NEW YORK (CNNMoney) -- While housing markets across the country are recovering from the deepest throes of the foreclosure crisis, others are just stumbling into it -- and they aren't exactly the places you'd expect.
States like Maryland, Oregon and New Jersey, which maintained relatively stable markets after the housing bubble popped, saw new foreclosure filings climb by double- and triple-digit percentages in July, according to RealtyTrac.
In Maryland, for example, new foreclosure filings skyrocketed 275 percent compared with a year earlier. When it came to overall foreclosure activity, including default notices, scheduled auctions and bank repossessions, the state had the second highest foreclosure rate in the nation, after default-riddled Florida.

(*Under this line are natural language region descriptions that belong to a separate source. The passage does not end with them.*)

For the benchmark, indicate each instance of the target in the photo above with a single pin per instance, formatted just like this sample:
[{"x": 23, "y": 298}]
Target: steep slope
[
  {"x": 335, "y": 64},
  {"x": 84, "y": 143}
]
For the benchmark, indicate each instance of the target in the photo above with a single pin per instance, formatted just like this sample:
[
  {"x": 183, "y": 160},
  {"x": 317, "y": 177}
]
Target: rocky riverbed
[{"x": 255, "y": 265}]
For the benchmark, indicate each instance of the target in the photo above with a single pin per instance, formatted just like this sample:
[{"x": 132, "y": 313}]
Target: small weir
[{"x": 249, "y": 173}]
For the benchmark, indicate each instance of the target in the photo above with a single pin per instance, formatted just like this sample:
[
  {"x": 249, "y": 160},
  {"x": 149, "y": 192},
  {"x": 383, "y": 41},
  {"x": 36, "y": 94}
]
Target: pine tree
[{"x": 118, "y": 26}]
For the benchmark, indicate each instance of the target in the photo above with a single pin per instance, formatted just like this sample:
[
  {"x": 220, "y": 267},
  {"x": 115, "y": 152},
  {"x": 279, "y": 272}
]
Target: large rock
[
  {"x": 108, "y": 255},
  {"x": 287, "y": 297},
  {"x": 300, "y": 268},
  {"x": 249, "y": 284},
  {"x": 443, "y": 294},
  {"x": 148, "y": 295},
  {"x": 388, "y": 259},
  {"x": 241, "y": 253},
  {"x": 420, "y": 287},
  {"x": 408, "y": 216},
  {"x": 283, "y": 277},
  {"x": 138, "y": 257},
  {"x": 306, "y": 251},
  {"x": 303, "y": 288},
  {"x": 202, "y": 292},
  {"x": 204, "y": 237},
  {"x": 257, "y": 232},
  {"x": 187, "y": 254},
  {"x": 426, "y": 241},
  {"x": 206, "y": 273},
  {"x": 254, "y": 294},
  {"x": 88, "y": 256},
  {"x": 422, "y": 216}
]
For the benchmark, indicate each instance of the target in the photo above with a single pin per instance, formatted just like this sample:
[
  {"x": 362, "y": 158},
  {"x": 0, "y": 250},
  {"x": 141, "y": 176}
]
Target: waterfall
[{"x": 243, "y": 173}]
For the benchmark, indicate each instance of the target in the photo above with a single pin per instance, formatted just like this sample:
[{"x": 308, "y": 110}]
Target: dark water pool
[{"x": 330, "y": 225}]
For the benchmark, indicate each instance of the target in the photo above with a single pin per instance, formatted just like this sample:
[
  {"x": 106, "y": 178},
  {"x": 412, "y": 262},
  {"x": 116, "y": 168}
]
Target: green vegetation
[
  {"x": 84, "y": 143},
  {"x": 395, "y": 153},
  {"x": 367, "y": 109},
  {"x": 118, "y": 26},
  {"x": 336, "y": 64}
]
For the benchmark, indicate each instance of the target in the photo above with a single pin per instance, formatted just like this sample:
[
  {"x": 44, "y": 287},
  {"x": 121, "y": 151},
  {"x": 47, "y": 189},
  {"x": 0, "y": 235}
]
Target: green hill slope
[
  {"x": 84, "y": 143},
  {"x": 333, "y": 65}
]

Oregon saw new foreclosure filings surge 137 percent and New Jersey's foreclosure starts spiked 89 percent year-over-year.

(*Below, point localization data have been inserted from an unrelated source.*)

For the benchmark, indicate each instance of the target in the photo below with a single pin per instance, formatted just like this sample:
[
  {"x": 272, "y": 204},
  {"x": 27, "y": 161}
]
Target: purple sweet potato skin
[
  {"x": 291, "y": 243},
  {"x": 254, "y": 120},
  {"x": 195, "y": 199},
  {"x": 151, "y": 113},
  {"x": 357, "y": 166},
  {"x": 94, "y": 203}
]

So what gives? In many of these cases, early government intervention aimed at helping these markets is now coming back to haunt them, says Daren Blomquist, RealtyTrac's spokesman.
"Foreclosures are continuing to boil over in a select group of markets where state legislation and court rulings kept a lid on foreclosure activity during the worst of the housing crisis," he said.
Take the D.C. metro area, where the District of Columbia converges with the suburban counties of Virginia and Maryland. Foreclosure filings in both D.C. and the Virginia suburbs of Fairfax and Arlington are down significantly year-over-year, while in Maryland's nearby Frederick and Montgomery counties, the rate of new foreclosures is skyrocketing.
"That tells me that the difference has not much to do with the underlying fundamentals of the housing market but by the way the crisis was handled," said Blomquist.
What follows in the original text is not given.